In our latest "Meet the Board" podcast episode, Managed Healthcare Executive Editors caught up with editorial advisory board member, Eric Hunter, CEO of CareOregon, to discuss a number of topics, one including the merger that never closed with SCAN Health Plan due to local opposition from Oregonians.
In our latest "Meet the Board" podcast episode, Managed Healthcare Executive Editors caught up with board member, Eric Hunter, CEO of CareOregon, to discuss a number of topics, with one including the merger that never closed with SCAN Health Plan due to local opposition from Oregonians, emphasizing the need for partnerships to meet scaling and capital requirements.
On the other hand, Hunter also praised Oregon's careful Medicaid redetermination, resulting in a smaller enrollment decline than expected.

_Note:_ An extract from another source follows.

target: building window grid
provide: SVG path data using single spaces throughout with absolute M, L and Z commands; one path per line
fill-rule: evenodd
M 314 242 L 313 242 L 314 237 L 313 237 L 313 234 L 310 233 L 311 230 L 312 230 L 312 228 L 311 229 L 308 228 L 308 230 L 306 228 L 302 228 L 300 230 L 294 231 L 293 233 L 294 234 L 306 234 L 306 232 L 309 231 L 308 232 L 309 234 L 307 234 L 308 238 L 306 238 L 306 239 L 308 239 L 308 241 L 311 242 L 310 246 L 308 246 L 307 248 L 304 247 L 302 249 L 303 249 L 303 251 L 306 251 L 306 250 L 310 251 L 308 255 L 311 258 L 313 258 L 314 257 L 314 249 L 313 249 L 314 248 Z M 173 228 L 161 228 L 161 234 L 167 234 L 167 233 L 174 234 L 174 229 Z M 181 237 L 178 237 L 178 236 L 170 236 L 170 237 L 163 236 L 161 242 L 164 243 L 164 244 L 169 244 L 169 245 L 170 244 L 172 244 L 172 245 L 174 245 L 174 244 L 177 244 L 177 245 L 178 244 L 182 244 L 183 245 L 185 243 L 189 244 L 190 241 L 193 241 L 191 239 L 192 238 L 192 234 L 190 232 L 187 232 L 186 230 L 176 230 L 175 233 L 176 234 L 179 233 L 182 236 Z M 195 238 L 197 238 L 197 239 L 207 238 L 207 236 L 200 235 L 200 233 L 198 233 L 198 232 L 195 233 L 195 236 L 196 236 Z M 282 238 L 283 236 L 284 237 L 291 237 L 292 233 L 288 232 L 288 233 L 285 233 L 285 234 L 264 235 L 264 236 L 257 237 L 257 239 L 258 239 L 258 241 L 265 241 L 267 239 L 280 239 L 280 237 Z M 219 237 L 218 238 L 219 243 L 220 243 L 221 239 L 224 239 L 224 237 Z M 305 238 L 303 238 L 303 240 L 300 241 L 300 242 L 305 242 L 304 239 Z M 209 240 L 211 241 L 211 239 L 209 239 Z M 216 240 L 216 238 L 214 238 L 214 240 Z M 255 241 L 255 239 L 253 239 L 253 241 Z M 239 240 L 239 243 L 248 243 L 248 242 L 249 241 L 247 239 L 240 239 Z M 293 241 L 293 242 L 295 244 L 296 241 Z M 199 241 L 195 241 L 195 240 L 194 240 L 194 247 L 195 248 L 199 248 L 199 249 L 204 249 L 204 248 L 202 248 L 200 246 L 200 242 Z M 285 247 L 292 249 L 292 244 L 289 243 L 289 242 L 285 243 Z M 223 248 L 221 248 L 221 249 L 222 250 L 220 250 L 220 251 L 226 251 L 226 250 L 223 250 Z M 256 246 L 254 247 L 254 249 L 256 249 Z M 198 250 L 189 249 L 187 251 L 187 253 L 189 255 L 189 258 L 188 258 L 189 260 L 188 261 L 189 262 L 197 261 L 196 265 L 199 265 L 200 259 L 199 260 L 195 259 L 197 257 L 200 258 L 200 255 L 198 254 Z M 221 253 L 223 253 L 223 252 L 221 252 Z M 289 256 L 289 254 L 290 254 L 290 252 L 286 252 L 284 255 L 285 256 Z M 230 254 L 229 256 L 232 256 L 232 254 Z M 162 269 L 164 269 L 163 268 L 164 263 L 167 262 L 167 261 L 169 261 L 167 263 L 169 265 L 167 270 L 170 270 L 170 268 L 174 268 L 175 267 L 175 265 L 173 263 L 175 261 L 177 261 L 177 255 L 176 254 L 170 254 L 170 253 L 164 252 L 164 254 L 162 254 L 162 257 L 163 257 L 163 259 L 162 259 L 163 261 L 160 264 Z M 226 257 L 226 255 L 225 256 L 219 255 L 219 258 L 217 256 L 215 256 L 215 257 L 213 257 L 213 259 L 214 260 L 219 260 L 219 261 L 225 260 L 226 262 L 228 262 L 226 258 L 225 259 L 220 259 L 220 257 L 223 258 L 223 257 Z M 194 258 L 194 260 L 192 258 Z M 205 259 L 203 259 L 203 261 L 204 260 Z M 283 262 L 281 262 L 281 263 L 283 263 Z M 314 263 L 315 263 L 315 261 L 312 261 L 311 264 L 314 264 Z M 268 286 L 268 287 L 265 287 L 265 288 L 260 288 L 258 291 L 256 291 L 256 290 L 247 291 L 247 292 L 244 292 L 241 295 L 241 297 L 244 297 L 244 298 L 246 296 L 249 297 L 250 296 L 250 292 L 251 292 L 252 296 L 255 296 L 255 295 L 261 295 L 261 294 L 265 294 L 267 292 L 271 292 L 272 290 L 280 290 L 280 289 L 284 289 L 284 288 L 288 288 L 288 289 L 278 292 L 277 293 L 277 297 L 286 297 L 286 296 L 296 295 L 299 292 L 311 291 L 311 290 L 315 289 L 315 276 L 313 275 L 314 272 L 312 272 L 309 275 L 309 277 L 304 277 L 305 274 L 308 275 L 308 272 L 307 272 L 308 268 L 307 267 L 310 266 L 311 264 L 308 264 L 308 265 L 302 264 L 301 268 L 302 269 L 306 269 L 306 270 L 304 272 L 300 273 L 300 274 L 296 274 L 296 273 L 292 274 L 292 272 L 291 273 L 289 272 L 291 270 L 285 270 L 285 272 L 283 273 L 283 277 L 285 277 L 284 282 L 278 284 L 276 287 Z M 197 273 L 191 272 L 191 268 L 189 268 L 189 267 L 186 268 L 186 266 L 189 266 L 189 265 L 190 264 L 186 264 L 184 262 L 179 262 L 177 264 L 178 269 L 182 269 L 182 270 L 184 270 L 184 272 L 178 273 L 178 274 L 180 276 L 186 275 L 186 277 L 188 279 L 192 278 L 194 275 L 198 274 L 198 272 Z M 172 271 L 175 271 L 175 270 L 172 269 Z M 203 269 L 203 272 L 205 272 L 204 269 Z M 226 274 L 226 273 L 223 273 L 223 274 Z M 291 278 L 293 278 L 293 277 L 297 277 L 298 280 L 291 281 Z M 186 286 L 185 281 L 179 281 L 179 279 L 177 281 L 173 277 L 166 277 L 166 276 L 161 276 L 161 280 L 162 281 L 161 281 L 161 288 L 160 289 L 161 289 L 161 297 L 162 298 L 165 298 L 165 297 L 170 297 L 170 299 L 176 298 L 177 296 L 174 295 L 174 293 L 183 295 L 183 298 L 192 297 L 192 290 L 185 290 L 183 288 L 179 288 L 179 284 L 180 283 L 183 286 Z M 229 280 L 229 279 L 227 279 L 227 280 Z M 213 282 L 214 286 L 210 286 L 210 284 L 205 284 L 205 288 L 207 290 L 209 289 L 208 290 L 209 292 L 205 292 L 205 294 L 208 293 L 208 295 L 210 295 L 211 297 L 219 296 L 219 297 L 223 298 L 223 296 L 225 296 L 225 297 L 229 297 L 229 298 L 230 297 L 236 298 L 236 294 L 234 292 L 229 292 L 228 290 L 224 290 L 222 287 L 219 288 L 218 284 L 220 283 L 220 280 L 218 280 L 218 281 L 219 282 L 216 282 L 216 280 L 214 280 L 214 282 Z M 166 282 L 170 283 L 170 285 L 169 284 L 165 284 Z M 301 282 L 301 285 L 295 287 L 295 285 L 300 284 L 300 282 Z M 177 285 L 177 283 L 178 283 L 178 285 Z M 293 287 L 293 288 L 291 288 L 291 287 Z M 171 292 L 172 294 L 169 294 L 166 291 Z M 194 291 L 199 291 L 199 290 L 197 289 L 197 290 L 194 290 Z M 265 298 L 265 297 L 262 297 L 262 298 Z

He also highlighted a new preventive medicine residency program with Oregon Health and Science University to improve healthcare for populations most at need.
Before concluding the conversation with a question on what public official or figure of past or present he'd love to sit down over dinner with, Hunter briefly covered cybersecurity challenges and the potential impact of healthcare issues in the upcoming election.
Below is a brief Q & A of the conversation between MHE editors and Hunter. The excerpt has been edited for length and clarity.
MHE: It seems like CareOregon ran into some opposition in the state that people were wary about combining with California Health Plan, SCAN Health Plan. Where did the opposition come from?
Hunter: I think that we have seen, we're still trying to recover from a lot of effort, literally years of work that our board and leadership team put into crafting what we thought was an amazing opportunity to support Oregonians, our members, our providers, our communities, better, longer into the future, with a partnership with an organization that had, like mission and vision.
What's ironic is that the opposition to that deal didn't come from folks that had concerns about what we would necessarily do together... We often said that it was opposition of love, in that folks were worried that we would no longer be who we've been for 30 years.
This is our 30th anniversary of CareOregon serving the Oregon population, and there was a palpable fear that by combining with anyone for profit, not for profit, Oregon, California, that there was a chance that we would no longer have the focus on Oregon that we've had, or no longer have to focus on serving the most vulnerable populations. Some even harbored PTSD from previous combinations that had happened in Oregon decades ago.
What I think really drove the bulk of the opposition was when it became a chore to get the narrative as we really saw it out. We went in with the assumption that it was a good thing because we had spent so much time working on it and crafting an agreement that protected Oregon, that protected our members and our providers and our staff, our independence as much as possible.